Overall, current methodologies predominantly focus on single categories of features, such as protein-encoding or sequence-based characteristics. In the context of machine learning, features define the receptive field and scope through which the model perceives its target, serving as its primary source of information. Since machine learning methods are highly sensitive to the types of features employed, different feature-engineering strategies often align with distinct, optimal, machine learning algorithms. Rich and effective features are crucial for enhancing the performance of machine learning models. This study not only considers various feature-engineering methods based on protein sequences but also emphasizes model interpretability by incorporating protein descriptor-based feature-engineering techniques. The main contributions of this study to existing methodologies can be summarized as follows: (i) This study extensively employs protein-encoding features, introducing a total of 14 types of protein descriptors, which enhances the interpretability of the model’s results. (ii) The study incorporates a significant number of sequence-based features, using 11 different sequence feature-engineering methods for comparison and analysis, which further improves model performance. (iii) In terms of model selection, seven machine learning models are analyzed, with four models discussed in detail in the main text, and the results of the other three models are provided in the Supplementary Materials (Table S1). (iv) To further investigate the factors affecting model performance, this study explores four types of feature processing methods, three cross-validation techniques, and four feature-selection methods, conducting comparative analyses to assess their impact on model efficacy. Through comprehensive comparative analyses, this study achieves further improvements in model performance.

2. Results

2.1. Collection of a Comprehensive Thermophilic and Non-Thermophilic Protein Dataset

Thermus aquaticus is an extreme thermophilic bacterium capable of growing at temperatures as high as 80 °C, with its genome fully sequenced. To survive under such high-temperature conditions, the proteins within this bacterium must exhibit excellent thermostability. For this study, we downloaded the complete amino acid sequences of Thermus aquaticus proteins from NCBI, which were used as part of the training and test datasets, serving as our positive samples. Additionally, we employed the complete-genome sequences of Halomonas sp. TD01 sequenced in our laboratory as negative samples. The composition of the training and test datasets, including data sources, the distribution of thermophilic and non-thermophilic proteins, and the number of samples used, are summarized in Table 1. Specifically, the training set included 2213 proteins from extreme thermophiles and 3439 proteins from Halomonas sp. TD01 non-thermophiles. For the test set, we randomly selected 382 and 245 proteins from extreme thermophiles and non-thermophiles Halomonas sp. TD01, respectively, ensuring that these proteins were not included in the training set.

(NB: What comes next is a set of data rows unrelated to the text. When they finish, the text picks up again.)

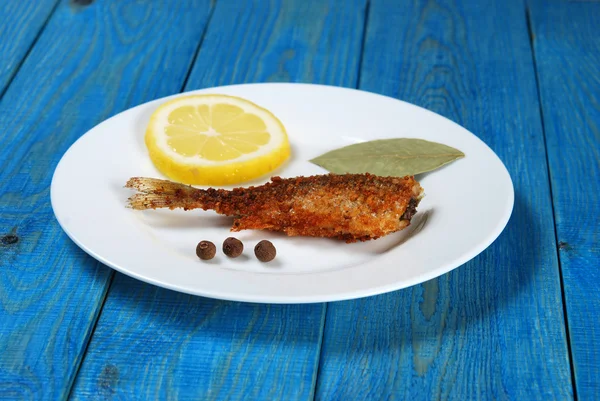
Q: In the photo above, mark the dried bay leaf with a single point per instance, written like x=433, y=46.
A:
x=388, y=157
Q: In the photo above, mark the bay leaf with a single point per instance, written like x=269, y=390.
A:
x=388, y=157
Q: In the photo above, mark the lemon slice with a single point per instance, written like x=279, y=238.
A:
x=215, y=140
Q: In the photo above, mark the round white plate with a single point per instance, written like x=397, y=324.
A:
x=466, y=206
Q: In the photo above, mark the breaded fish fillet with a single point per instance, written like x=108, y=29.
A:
x=351, y=207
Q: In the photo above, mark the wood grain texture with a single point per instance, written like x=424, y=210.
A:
x=567, y=53
x=21, y=22
x=165, y=345
x=493, y=328
x=89, y=63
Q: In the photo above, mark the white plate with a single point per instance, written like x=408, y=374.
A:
x=467, y=204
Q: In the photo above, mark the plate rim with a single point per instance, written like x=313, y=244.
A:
x=309, y=298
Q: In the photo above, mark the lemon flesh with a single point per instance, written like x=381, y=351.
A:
x=215, y=140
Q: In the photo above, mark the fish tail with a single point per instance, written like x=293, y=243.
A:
x=154, y=194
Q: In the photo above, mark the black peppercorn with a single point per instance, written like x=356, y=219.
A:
x=265, y=251
x=233, y=247
x=206, y=250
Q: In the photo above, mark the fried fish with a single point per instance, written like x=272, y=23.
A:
x=350, y=207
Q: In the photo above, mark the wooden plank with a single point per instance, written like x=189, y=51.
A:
x=493, y=328
x=164, y=344
x=50, y=291
x=567, y=53
x=21, y=24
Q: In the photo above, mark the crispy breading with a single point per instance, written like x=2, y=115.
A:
x=351, y=207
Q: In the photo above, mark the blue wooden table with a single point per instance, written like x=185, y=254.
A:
x=519, y=322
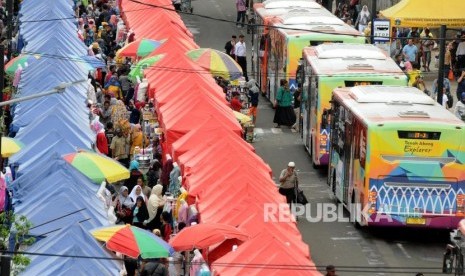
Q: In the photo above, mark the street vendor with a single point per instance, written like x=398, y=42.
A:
x=236, y=103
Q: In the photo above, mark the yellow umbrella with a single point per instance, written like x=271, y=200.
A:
x=97, y=167
x=242, y=118
x=10, y=146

High-quality data are fundamental to effective model training and the evaluation of its generalization capabilities. They enable the more efficient testing and assessment of a model. During the dataset construction process, we excluded invalid amino acid sequences and conducted a thorough analysis of the selected sequences based on their composition, length, and symbols. Specifically, we filtered out sequences containing non-alphabetic characters, sequences with abnormal markers, invalid sequences, sequences shorter than 20 residues, and empty sequences. Additionally, we ensured that there was no overlap between the training and test datasets, and that the test set was randomly sampled from the complete dataset, preserving its independence from the training set. This rigorous data preparation ensured that the model’s performance was evaluated under conditions that reflect its ability to generalize to new, unseen data.

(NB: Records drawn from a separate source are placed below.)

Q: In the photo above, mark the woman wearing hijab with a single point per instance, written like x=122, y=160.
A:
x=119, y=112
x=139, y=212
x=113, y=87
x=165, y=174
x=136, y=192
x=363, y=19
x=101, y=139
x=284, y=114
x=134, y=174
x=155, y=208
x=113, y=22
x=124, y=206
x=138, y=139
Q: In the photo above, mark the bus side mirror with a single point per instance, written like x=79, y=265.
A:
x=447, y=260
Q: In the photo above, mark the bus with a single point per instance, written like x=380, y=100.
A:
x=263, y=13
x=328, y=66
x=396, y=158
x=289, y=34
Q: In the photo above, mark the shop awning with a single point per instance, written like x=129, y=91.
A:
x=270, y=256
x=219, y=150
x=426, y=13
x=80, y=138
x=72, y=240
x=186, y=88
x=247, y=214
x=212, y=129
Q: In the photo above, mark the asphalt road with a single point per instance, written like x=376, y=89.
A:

2.2. Construction of RNN Network Architecture

To conduct comparative analysis, in this study, we designed a recurrent neural network (RNN) architecture based on long short-term memory (LSTM) networks, featuring multiple stacked layers (Figure 1) [24,25]. The input layer receives the input data, where the feature dimension of the input sequence corresponds to the length of the feature column vector, with a total of two layers in the network. The first LSTM layer has a hidden dimension of 64, processing the input sequence and generating hidden states, which represent the network’s understanding of the input data at specific time points. These hidden states are updated at each time step, with sequential dependencies such that the hidden state of a previous time step influences the next. The second LSTM layer also has 64 hidden units, further processing the output from the first LSTM layer and ultimately generating the final hidden state, which is used to produce the final output. A fully connected layer takes the hidden state from the last time step of the second LSTM layer and passes it to a fully connected layer to generate the final output. The output dimension is 1, representing a scalar used for the final classification task. This network architecture is relatively shallow. Given the limited size of the input dataset, using a deeper network could result in severe overfitting, where the model performs well on the training data but exhibits poor generalization. Therefore, a shallower network structure was chosen for this study to balance performance and generalization, and to facilitate comparative analysis.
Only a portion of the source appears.